Dennis Sharp’s “The Illustrated Encyclopedia of Architects and Architects” (Whitney Library of Design, 1991) is the ideal primer for a retiree who wants belatedly to specialize in one of his five Ph.D. prelims(American Art and Architecture). Consider, for example, my least favorite architect, Frank O. Gehry (b. 1929):”One of the ‘punk style’ architects, whose curious, irreverent buildings have been described as “functional sculpture” and Deconstructivist architecture.” (p.62.)

Long fascinated by painting and sculpture, his first notoriety derived in 1972 from his “chunky corrugated cardboard furniture”. “His distinctive exploded-then-reconstructed late architectural style began to emerge in the late 1970’s, when the design for his home in Santa Monica used corrugated metal, an exposed wooden frame and shields of chain link fencing.”

He whined that if Jasper Johns and Donald Judd “can make beauty with junk material, then why can’t that transfer into architecture?” The short answer is that two wrongs don’t necessarily make a right. The public function of a building is what establishes the perimeters of a structure, not the fantasies of an aspiring abstract inexpressivist sculptor. And as Aristotle argued centuries ago, to my complete agreement, the user of the building is the ultimate judge of its value, not any old Pritzker seeker.

Gehry continued his quirkiness with his Mid-Atlantic Toyota Distributorship offices in Santa Monica—a maze of odd-shaped offices painted in different colors. Then Loyola Law School L.A. with an aluminum portico and Romanesque-style chapel made from plywood and glass. Sharp concludes this ritual esthetic genuflection with ultimate praise for the Vitra Design Museum in Weil-am-Rhein, Germany, described as a “jumble of plain white geometric shapes” resembling a Russian Constructivist sculpture. “Inside is a calm top-lit space with galleries linked by bold curving ramps”.

Ah yes, the site of my first Gehric anti-epiphany! Vitra’s exposition history has made it my favorite design museum. But on my first visit I found climbing to that top had exhausted me, ramps or not. I sat down to catch my breath and speculate why I no longer buy the Bilbao principle! (Build a Titanium Rorschach puzzle and front with a Jeff Koons bubble and the cowed shall come.)

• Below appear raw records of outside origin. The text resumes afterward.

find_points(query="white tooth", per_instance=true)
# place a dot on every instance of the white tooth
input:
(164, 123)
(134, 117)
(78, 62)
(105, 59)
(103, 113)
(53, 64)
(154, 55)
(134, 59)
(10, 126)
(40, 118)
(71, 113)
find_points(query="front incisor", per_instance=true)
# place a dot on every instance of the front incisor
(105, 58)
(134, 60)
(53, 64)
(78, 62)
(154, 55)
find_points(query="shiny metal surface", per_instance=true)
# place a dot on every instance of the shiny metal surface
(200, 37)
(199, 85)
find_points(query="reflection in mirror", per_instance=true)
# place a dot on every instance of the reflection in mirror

I got it. I was exhausted because FOG had designed it outside in. That Johnny Came Lately jumble of plain white shapes was the (literally) breath-taking climb of the ramps! Just as the last FOG I saw MART museum in Herford, Germany deploys tacky plywood as an offbeat entrance to the main gallery.I mean not first class plywood. Tacky tactics. “Get me a Gehry!” is the other-directed refrain of many mindless art museum functionaries to whom the off-beat is ipso facto the innovative superlative!

But a new architectural style may be raising its timid but brave head—“humanitarian design,” exemplified by San Francisco based idealist, Cameron Sinclair, founder of Architects for Humanity. Bilbao exemplifies what I call the Alice Rawsthorn Principle: 90 percent of our designers serve 10 percent of the population. The bottom 10% needs more help. Much more.

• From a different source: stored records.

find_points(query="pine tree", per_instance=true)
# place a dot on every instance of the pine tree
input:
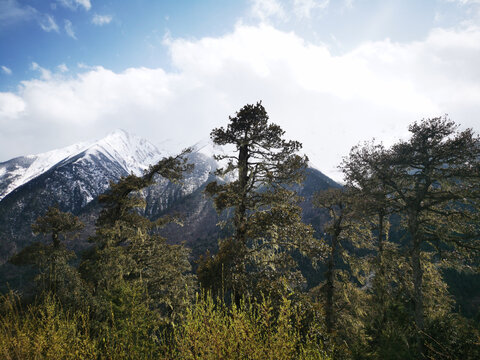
(266, 215)
(130, 253)
(56, 274)
(431, 180)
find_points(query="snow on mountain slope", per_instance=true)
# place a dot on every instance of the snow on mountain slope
(132, 153)
(18, 171)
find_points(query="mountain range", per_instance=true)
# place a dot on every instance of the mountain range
(74, 177)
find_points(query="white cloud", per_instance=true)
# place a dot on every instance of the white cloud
(69, 29)
(328, 102)
(304, 8)
(44, 73)
(266, 9)
(11, 11)
(101, 19)
(62, 68)
(47, 23)
(74, 4)
(11, 107)
(6, 70)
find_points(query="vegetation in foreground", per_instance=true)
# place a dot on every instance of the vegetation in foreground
(406, 216)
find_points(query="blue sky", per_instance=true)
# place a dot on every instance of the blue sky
(332, 73)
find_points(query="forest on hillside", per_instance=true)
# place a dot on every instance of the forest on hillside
(406, 220)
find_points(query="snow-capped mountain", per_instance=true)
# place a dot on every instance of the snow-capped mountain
(74, 177)
(133, 154)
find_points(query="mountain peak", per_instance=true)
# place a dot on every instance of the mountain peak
(130, 152)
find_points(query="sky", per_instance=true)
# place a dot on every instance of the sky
(331, 73)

This all began in earnest in 1932 when the rich Harvard grad Philip C. Johnson defined style not human service as the main ingredient of Modern Architecture in his defining exhibition at MOMA. Almost a century later, under the more civilized (and humane) MOMA director Barry Bergdoll, human service reenters the global discussion of architecture. See Christopher Hawthorne, “Humanitarian design rises in MOMA’s upcoming ‘Small Scale, Big Change’,” L.A. Times (9/14/10). We need to stop praising the Quirk peddlers and think more about the 90% who are mostly ignored by our designers. I think we’re ready to come to architectural terms with our global neighbors.